Tuesday, August 13, 2013

Making Sense of Genealogical Clutter


At the recent Jewish genealogy conference, I rather sheepishly found myself attending Rhoda Miller's session entitled Organize It. Sheepishly because I am often thought of as quite organized, but I knew that my organizational system had deteriorated over time and required some fresh energy. Piles of genealogical papers now line my office, falling outside of the files neatly labeled by family name. Paper has always been my Waterloo, especially those difficult to classify scraps that still feel too important to pitch. While originally quite organized electronically, even that has begun to breakdown.

Showing up at Rhoda's door meant I was acknowledging a problem and hoping for fresh ideas. She did not disappoint.

The system she proposed made use of color coding. Each family name was assigned a color, after a marriage when a name changed, the color also changed. Thus a woman pre-marriage would reside with her family's color, moving to her husband's color post marriage, not unlike the Polish Books of Residents that cross her off and move her to her husband's page.

Rhoda's paper system uses binders with a clear plastic pocket with the tree. Binders and files are about people, places and documents. She then transposes her paper system into electronic by making use of a free site, Foldermarker.com. This site allows you to color code files. Because she groups and color codes by family name, once organized the color coding was less relevant as whole groupings were of one color. Despite this she found that the act of organizing by color forced a new organizational focus that was helpful.
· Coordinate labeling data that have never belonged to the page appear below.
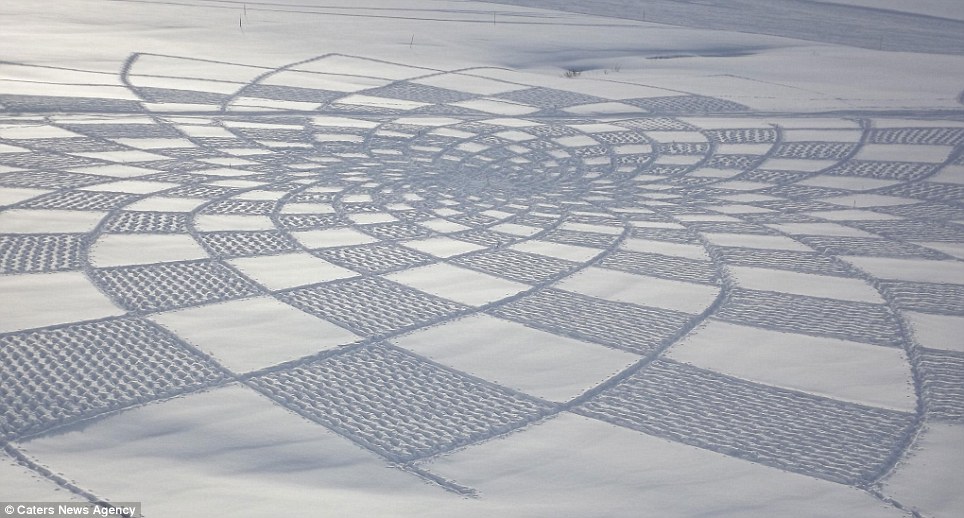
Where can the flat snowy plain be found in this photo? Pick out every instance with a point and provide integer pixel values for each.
(445, 258)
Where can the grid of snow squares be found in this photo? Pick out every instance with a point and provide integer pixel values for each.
(848, 320)
(397, 404)
(98, 366)
(158, 287)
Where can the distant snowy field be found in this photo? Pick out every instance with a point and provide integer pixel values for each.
(483, 259)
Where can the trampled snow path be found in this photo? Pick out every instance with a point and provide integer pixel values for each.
(422, 261)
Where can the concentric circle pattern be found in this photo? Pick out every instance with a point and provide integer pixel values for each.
(423, 260)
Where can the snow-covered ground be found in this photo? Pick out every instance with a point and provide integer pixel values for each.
(483, 259)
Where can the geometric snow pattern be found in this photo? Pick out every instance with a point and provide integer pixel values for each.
(820, 437)
(398, 405)
(159, 287)
(460, 194)
(52, 377)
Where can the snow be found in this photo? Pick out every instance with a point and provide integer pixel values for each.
(532, 361)
(832, 368)
(251, 334)
(43, 299)
(519, 258)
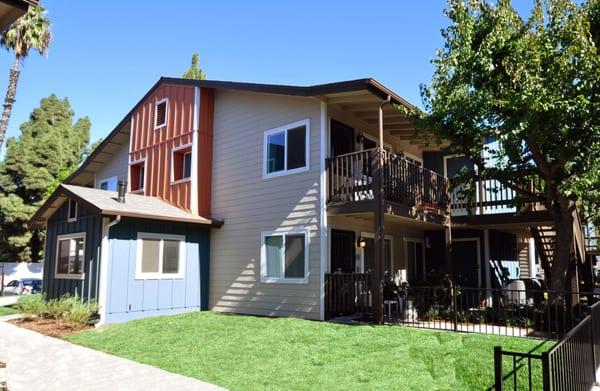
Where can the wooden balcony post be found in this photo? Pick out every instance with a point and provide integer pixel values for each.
(379, 234)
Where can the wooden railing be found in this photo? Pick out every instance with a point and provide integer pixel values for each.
(350, 179)
(489, 197)
(347, 294)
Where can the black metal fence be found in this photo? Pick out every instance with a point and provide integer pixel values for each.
(571, 364)
(511, 312)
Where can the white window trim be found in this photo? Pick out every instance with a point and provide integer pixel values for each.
(376, 140)
(370, 235)
(164, 100)
(284, 129)
(64, 276)
(139, 275)
(263, 258)
(138, 163)
(69, 218)
(107, 181)
(173, 151)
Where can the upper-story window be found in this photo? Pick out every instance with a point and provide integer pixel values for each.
(73, 209)
(137, 173)
(160, 113)
(181, 166)
(286, 149)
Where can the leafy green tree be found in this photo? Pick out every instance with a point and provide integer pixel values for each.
(50, 147)
(533, 84)
(30, 31)
(194, 72)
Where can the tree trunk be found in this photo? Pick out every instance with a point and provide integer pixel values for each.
(9, 100)
(564, 251)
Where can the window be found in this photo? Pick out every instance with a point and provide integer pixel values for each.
(284, 257)
(109, 184)
(181, 163)
(73, 207)
(160, 256)
(137, 175)
(70, 253)
(286, 149)
(160, 113)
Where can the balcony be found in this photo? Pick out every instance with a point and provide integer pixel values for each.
(413, 191)
(408, 187)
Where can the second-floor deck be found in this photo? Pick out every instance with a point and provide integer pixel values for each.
(414, 191)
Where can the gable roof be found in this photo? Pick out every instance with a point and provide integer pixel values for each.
(105, 203)
(114, 138)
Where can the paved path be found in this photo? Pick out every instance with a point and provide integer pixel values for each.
(8, 300)
(37, 362)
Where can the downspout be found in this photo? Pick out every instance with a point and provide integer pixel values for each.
(103, 286)
(378, 221)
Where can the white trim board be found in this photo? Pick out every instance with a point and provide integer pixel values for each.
(68, 276)
(284, 129)
(263, 257)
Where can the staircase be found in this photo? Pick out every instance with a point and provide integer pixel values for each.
(544, 238)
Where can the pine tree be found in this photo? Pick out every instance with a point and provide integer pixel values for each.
(194, 72)
(50, 147)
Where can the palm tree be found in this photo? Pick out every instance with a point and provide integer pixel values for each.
(30, 31)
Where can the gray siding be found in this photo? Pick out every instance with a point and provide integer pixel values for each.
(116, 167)
(250, 205)
(87, 222)
(130, 298)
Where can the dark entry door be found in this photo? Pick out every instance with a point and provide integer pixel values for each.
(465, 259)
(342, 138)
(343, 251)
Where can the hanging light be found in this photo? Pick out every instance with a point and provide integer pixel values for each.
(361, 242)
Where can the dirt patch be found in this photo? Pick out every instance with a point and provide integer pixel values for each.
(49, 327)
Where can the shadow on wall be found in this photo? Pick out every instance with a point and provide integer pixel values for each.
(16, 270)
(235, 274)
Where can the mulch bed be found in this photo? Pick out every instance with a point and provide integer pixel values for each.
(49, 327)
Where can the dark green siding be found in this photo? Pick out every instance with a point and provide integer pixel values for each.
(88, 222)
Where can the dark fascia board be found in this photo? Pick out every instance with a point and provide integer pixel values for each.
(36, 219)
(365, 84)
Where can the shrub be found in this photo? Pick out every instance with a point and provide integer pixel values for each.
(66, 308)
(31, 305)
(81, 313)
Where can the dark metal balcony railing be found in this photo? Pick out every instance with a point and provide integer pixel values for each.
(350, 179)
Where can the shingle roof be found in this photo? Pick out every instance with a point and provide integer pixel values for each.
(106, 204)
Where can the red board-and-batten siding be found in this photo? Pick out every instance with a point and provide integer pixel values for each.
(154, 146)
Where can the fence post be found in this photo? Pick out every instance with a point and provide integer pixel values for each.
(592, 328)
(498, 376)
(546, 372)
(454, 307)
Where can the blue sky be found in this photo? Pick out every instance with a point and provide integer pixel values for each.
(106, 55)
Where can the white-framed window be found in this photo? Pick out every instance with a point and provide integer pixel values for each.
(137, 175)
(284, 257)
(286, 149)
(73, 211)
(70, 254)
(109, 184)
(181, 163)
(159, 256)
(161, 112)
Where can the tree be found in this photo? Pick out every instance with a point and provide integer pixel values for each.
(51, 146)
(533, 84)
(194, 72)
(30, 31)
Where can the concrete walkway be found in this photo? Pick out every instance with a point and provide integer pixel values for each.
(37, 362)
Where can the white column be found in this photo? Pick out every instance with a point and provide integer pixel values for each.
(531, 254)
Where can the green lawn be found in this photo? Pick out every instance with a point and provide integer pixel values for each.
(245, 352)
(7, 311)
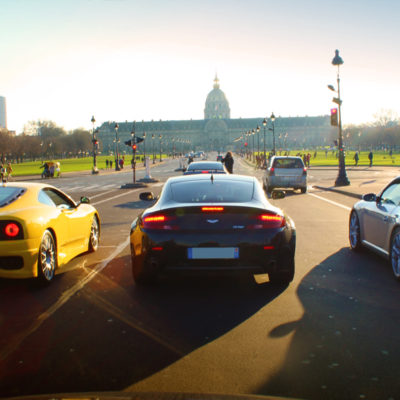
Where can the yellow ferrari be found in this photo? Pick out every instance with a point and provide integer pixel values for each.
(42, 229)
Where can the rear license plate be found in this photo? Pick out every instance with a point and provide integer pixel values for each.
(201, 253)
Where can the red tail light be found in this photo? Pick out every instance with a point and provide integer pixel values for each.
(212, 209)
(268, 221)
(271, 171)
(160, 221)
(11, 230)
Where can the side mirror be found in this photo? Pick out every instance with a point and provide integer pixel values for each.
(370, 197)
(278, 194)
(147, 196)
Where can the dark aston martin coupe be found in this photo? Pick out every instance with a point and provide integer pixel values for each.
(212, 222)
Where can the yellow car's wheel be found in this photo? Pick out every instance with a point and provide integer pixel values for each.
(47, 262)
(94, 235)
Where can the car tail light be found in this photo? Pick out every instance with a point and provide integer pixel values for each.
(160, 221)
(268, 221)
(212, 209)
(11, 230)
(271, 171)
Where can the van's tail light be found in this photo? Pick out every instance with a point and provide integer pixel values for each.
(10, 230)
(267, 221)
(160, 221)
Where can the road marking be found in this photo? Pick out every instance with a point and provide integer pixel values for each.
(115, 197)
(18, 339)
(330, 201)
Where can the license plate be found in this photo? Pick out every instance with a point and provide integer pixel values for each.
(201, 253)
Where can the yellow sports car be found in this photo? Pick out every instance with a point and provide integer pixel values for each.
(42, 229)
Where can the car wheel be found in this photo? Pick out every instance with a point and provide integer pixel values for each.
(47, 261)
(143, 272)
(395, 253)
(286, 275)
(354, 232)
(94, 235)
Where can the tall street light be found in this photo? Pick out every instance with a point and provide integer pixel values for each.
(341, 179)
(116, 148)
(264, 125)
(272, 118)
(95, 143)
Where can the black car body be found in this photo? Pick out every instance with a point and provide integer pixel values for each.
(213, 223)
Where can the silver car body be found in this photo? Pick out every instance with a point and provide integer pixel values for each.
(375, 223)
(285, 172)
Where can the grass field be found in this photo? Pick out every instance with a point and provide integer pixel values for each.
(321, 159)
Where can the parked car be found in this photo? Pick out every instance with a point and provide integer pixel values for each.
(285, 172)
(42, 229)
(206, 167)
(375, 223)
(212, 223)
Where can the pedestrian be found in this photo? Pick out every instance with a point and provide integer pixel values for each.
(356, 158)
(370, 158)
(8, 171)
(228, 161)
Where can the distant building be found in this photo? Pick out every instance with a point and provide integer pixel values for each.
(3, 113)
(217, 131)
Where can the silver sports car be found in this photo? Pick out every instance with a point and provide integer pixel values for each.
(375, 223)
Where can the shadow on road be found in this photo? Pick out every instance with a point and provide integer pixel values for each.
(346, 344)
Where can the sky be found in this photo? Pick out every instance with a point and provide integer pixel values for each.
(119, 60)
Perhaps my main take-away was to organize by name. I have folders by type, for example 1940 census records, 1930 census records etc. Rhoda would instead have the family name and under it the following categories: Documents, Pictures, Oral Histories, Places, Correspondence and Yad Vashem. Document files start with the year as they begin to tell a story once in chronological order.

Digital resources that she makes use of include theorganizedgenealogist.net, the previously mentioned Foldermarker.com and of course Evernote and Dropbox. I have been finding Dropbox very useful to share information with clients for whom I do genealogy research. At the conference resource room, I also found it helpful in accessing their material to do research as my research files were available on any computer.

She talked about efforts to organize a research segment, much of what I did prior to trips to the Family History Library. She began by asking what do you want to know, then what you already know. She then thought about what and where were the resources, including who can give expert advice. Finally the act of tapping those resources began with social history, a source of insight along the way.

When doing research offsite she offered some practical hints. Keep a packed supply bag and dress in layers with pockets. Use a conference badge holder, great place for glasses and copy cards. Bring a flash drive and here I shall interject one of my own tips, take a name and address label and mark it. Invariably you will forget one in a public computer. I try not to use an extremely large one as it is just more data to possibly lose and make sure you don't have personal or financial info on it. Charge your camera for photos and bring a magnifier with a light. Weigh the value of a laptop as it can be a headache to carry or store when you take a break. I used to bring a small one with a lock, a password, and little on it to worry about were it to disappear. Finally bring an iPad with your GEDCOM file. She recommended an app called GedView which I will need to compare to the one from Ancestry which I currently use.

Rhoda spent some time on evidence analysis and noting sources as original, derivative or authored (synthesis). She discussed the Genealogy Proof Standard which requires a reasonably exhaustive search, complete and accurate citation of sources, analysis and correlation of data and an attempt to resolve conflicts. She recommended writing it up because it makes you think. I chuckled at that as many of my insights have come when writing for this blog.

Finally she turned her attention to my nemesis; challenges to organization. Within that fell the categories of possibilities, correspondence, research sub tasks, scraps of paper,odd sized paper and miscellaneous items. Some of her recommendations were to make a scrapbook of your scraps. For me those include those notes jotted on an envelope from early conversations with my parents on family history, precious because my father was still alive and memories were still intact. For odd sized papers such as maps she uses artist portfolios and for other things such as parents' address books she used archival boxes.

Now to set aside some time and tackle that office!